16 | 04 | 2017   23.32H
João Malheiro

Benfica e FC Porto, num duelo arrebatante, disputam os últimos palmos da Liga na busca do palmómetro da consagração. Tanto para dizer, tanto para comentar, tantos são os espaços, sobretudo na área audiovisual, dedicados ao futebol. Mas que importam as equipas e as suas copiosas inseparabilidades técnicas, táticas, físicas, mentais ou outras?
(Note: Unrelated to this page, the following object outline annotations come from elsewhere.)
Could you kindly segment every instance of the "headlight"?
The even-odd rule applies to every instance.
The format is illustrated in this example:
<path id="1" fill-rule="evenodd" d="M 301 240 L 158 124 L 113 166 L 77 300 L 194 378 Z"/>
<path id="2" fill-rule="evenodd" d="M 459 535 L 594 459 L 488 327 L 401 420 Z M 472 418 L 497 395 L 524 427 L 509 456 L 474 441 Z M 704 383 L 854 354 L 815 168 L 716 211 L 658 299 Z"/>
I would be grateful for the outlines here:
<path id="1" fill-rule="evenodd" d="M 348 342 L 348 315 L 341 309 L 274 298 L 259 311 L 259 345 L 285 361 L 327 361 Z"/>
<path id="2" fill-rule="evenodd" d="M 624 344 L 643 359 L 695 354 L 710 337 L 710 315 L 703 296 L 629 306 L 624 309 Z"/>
Aquilo que importa são questões laterais, essas que fazem o regalo de comentadores, propensos a uma conflitualidade sem contenção, ignorando boa parte da ciência do pontapé, em sucessivos exercícios que conspurcam a modalidade e borram o negócio.

Os incautos assistem e aplaudem, concedendo audiências e promovendo cromos palradores para quem a bola é quase ou mesmo quadrada e pouco menos do que potenciadora durativa de pirotecnia verbal.

Fui, perdoe-se a imodéstia, o primeiro director de comunicação em Portugal. A designação estava virgem, nessa altura, corria 2000, em que Manuel Vilarinho e eu próprio nos decidimos pelo batismo das minhas funções ulteriores.

Tratou-se de um qualificativo que vingou no espetro futebolístico e noutras áreas da sociedade. No panorama actual, é de cartilha que se fala, da cartilha do Benfica. Concordo com a sua existência no fito de uniformizar os discursos e municiar bons ou pseudoescoliastas.

Fazem-no as grandes e organizadas instituições opinativas, desde logo os partidos políticos, sendo que os escritos são para consumo interno, embargando parte da linguagem na mensagem institucional.

Só não entendo a razão pela qual o Benfica persiste em nada assumir, abrindo campo para a vileza e a humilhação.

E também não entendo a razão pela qual eu nunca recebi a tão propalada cartilha. A direcção de informação tem-se esquecido, eu jamais me esqueço do amor ao Benfica.

Mais ainda ao futebol. Mais ainda à bola.